「政府は100位以内に、日本から10大学を入れることを目標にしており、ランキングは大学にとっても、無視できないものになりつつあります」

 海外の学生の留学先選びの指標にもなるランキング。しかし従来、論文数や教員数などで劣る小規模大学は、上位になりづらかった。こうした大学も評価しようという世界的な流れが、今回の小規模大学ランキング公開につながったようだ。

 さかなクンが客員准教授を務めることでも知られる東京海洋大は、20位に入った。評価指標のうち、とりわけ「産業界からの収入」のスコアが高く、大規模大学を合わせた全ての大学の中でもトップクラスだという。東海正(とうかいただし)副学長は語る。
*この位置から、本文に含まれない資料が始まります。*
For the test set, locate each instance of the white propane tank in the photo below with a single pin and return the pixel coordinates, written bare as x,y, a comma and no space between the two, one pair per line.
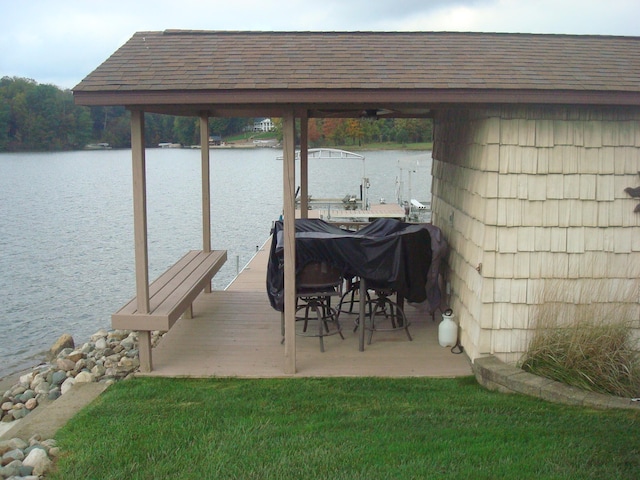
447,330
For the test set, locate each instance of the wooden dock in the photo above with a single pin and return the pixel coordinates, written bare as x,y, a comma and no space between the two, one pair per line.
236,333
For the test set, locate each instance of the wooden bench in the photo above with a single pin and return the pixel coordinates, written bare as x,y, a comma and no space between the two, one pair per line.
170,296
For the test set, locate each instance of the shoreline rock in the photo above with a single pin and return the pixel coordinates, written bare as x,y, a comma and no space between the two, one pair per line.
108,356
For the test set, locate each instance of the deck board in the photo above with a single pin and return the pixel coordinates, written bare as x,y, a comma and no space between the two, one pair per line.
236,333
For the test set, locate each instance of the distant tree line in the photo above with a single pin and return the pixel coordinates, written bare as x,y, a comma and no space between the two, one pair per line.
41,117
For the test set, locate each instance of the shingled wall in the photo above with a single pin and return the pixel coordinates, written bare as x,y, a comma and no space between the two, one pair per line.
532,202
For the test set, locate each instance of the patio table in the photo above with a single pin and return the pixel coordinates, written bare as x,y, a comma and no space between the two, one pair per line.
387,254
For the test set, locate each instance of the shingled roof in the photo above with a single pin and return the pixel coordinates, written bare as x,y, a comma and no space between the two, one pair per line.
220,70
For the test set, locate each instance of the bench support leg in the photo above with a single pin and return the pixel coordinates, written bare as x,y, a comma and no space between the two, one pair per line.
144,350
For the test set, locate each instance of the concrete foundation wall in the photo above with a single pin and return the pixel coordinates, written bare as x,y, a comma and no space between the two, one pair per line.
533,205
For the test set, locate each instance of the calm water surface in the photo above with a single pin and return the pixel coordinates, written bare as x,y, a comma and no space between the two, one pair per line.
66,228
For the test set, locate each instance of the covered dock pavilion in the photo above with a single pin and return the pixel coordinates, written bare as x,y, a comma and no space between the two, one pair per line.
527,127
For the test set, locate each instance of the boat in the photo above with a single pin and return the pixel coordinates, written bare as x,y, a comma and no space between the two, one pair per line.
351,208
415,210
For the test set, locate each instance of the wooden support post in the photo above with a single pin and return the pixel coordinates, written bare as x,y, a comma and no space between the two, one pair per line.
288,178
144,350
304,166
206,189
140,231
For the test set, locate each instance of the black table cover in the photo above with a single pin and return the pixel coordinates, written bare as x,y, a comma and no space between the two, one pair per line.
388,253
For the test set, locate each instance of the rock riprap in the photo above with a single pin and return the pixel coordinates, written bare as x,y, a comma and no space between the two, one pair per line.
29,459
107,357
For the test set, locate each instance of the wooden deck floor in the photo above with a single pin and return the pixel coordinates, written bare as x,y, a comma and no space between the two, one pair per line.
235,333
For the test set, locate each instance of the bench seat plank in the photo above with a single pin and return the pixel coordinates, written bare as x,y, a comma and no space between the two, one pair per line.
172,293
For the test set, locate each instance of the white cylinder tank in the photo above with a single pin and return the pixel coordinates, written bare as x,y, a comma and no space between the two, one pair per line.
447,330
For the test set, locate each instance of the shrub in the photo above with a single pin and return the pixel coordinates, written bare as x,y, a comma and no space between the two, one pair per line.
593,347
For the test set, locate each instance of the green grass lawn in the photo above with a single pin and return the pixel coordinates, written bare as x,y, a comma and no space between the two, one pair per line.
341,428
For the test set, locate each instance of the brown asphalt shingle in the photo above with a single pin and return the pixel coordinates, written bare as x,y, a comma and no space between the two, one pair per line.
184,60
456,67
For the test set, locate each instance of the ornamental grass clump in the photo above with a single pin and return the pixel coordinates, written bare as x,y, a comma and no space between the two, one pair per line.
589,346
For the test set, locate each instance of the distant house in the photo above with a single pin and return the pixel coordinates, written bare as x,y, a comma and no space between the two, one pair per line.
263,125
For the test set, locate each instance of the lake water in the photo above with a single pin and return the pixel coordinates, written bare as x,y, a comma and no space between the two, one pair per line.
66,227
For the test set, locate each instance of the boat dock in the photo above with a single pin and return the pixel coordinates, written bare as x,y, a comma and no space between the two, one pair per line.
236,333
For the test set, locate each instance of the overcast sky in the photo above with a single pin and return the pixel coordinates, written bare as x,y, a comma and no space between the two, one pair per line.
61,41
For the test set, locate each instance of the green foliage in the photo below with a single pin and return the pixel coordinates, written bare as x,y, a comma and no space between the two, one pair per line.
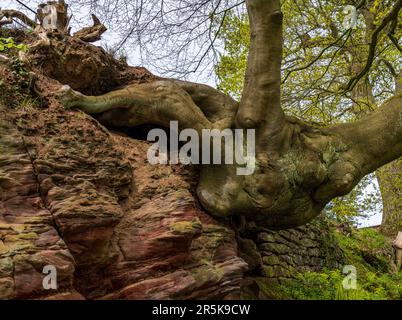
368,251
8,44
317,62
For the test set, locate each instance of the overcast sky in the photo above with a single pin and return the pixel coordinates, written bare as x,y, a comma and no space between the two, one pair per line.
82,17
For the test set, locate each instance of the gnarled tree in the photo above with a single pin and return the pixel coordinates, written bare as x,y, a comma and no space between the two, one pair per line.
300,167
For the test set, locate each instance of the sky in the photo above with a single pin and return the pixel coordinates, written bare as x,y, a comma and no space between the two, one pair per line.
82,18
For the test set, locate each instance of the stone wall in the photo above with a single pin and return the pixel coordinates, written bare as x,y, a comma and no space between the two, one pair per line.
276,257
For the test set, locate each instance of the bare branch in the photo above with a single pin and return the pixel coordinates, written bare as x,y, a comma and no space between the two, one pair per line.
91,34
10,14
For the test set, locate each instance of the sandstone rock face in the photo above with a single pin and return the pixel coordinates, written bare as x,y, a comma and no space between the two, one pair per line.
115,227
83,199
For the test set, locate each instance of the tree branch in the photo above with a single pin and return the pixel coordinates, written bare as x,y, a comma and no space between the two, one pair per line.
260,102
91,34
376,139
10,14
392,16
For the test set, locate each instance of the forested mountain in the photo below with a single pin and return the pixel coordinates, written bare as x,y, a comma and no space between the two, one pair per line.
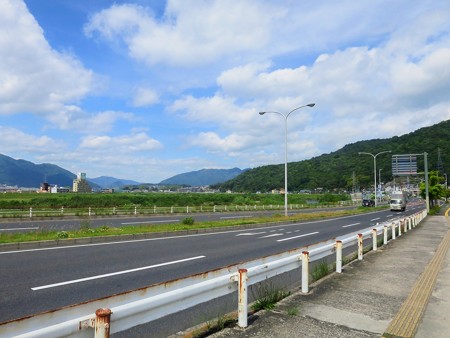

「応用科学に強い大学なので、産業界から多くの研究費をいただいています。その求めに応えるべく、多岐にわたるテーマを研究しています」

 たとえば環境への負荷の少ない養殖マグロのエサの研究や、震災地域での水産物加工の技術開発、超電導モーターの船舶への利用など、研究テーマは実社会に幅広い分野で直結している。

「大学の規模こそ小さいですが、自然科学から生命科学、工学、社会科学まで、海にかかわることに特化して、全て研究しているのが本学の強みです」(東海副学長)

 南極海での海洋調査に同行するなど、専門性が高いプログラムに多くの学生が触れられるのも、小規模大学ならではの魅力だ。